|31 January 2010
Location: Naarden, The Netherlands
Organisers : Kate Bushby, Isabel Illa, Martin Krahn, Nicolas Levy
The 172nd ENMC International workshop was dedicated to dysferlinopathies, a group of diseases due to mutations in dysferlin, the best known of which are limb-girdle muscular dystrophy 2B (LGMD2B) and Miyoshi Myopathy. In the past years, there has been increasing clinical interest in these conditions and the diagnosis is more readily available at least in some labs. The workshop was organized to consider how the diagnosis should be made, what we need to do to understand why the condition develops and work out what needs to be done to see possible therapies for these conditions developed. Seventeen international participants reviewed and discussed the current issues in the field of dysferlinopathies.

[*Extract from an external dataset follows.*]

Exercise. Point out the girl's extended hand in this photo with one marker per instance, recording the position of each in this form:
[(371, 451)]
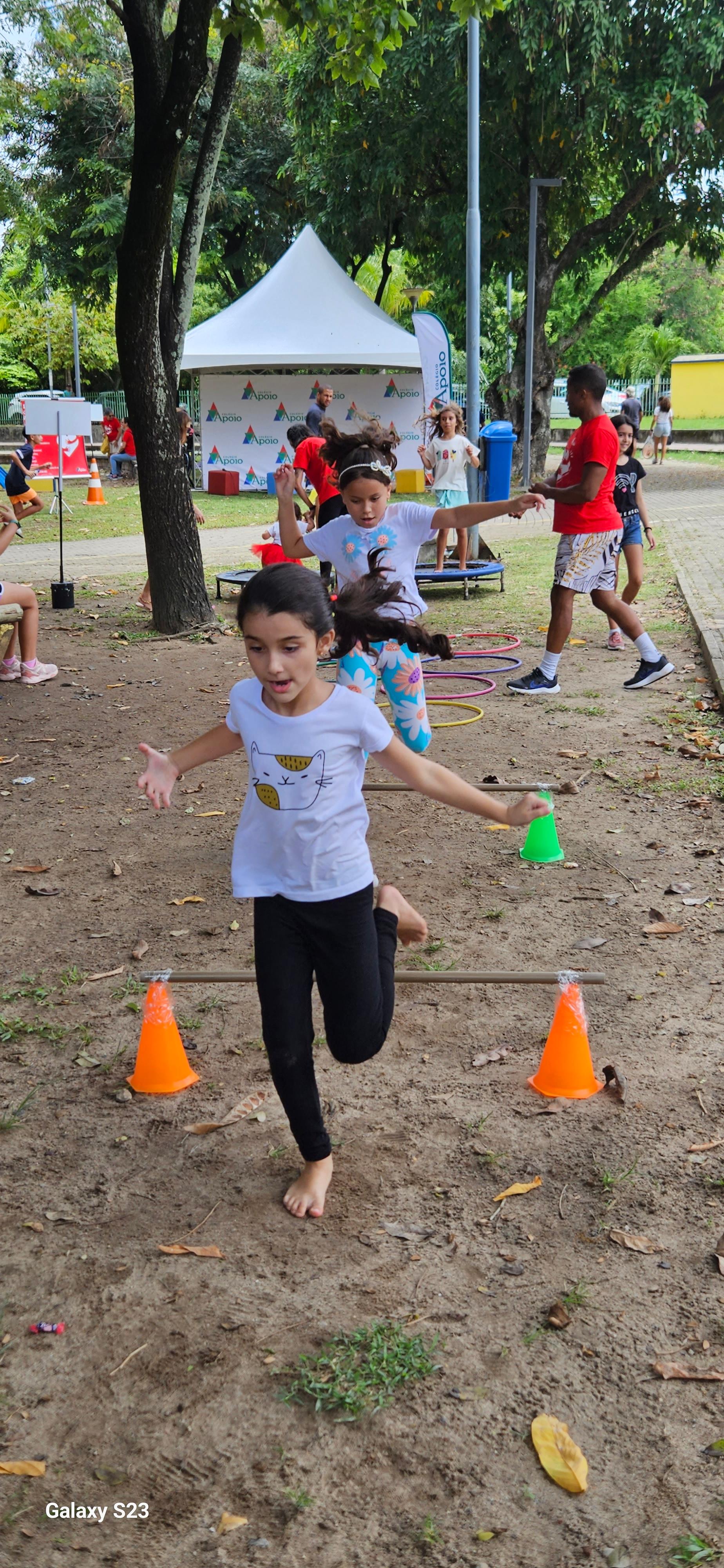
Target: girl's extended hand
[(159, 779), (284, 481), (526, 810)]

A first session dedicated to diagnostics, reviewed the current procedures and difficulties of dysferlin mutational analyses, and the importance of dysferlin protein testing on monocytes and/or muscle tissue in the diagnostic process. The discussions allowed the identification of central points to be included in a more formalized development of diagnostic guidelines, through the creation of an informal Network on Dysferlin Mutational Analysis. This session also included an overview on clinical and mutational data of a new gene Anoctamin 5 which has now been shown to cause a different condition which is very similar clinically to LGMD2B or MM but where dysferlin is normal. Finally, the importance of inflammatory features in dysferlin deficient muscle tissues from patients was outlined. The central importance of inflammation was subsequently largely developed in the sessions on animal and cellular models of dysferlinopathy, and novel insights into why there is such a prominent inflammatory infiltrate were presented. Major data on a novel muscle-specific dysferlin transgenic mouse model however indicate that the primary disease-causing event originates from the muscle tissue, and that the inflammatory events should therefore represent an aggravating cascade of secondary events. Working out exactly the way that dysferlinopathy happens at the cellular level will also require a better understanding of what proteins it interacts with which will need novel antibodies. All presentations and discussion further outlined the need for standardization of both animal and cellular models and the group was committed to working together to make this happen.
The final session was dedicated to therapeutic approaches. Preliminary data from the German trial on the use of corticosteroids in dysferlinopathies do not suggest any improvement in muscle strength, which is important data to be shared within the community towards avoiding steroids in proven dysferlinopathies in the future. Several innovative gene therapy (AAV gene transfer, mini-dysferlin, exon-skipping…) based strategies are currently under development. Finally, the central role of inflammation opens a novel field of possible pharmacological targets. A full report is published in Neuromuscular Disorders (pdf)
The workshop was concluded by a general discussion on efforts to be made towards harmonising registry development, and a planned Natural History Study as an essential step towards trial readiness in dysferlinopathies. A full report is published in Neuromuscular Disorders (pdf).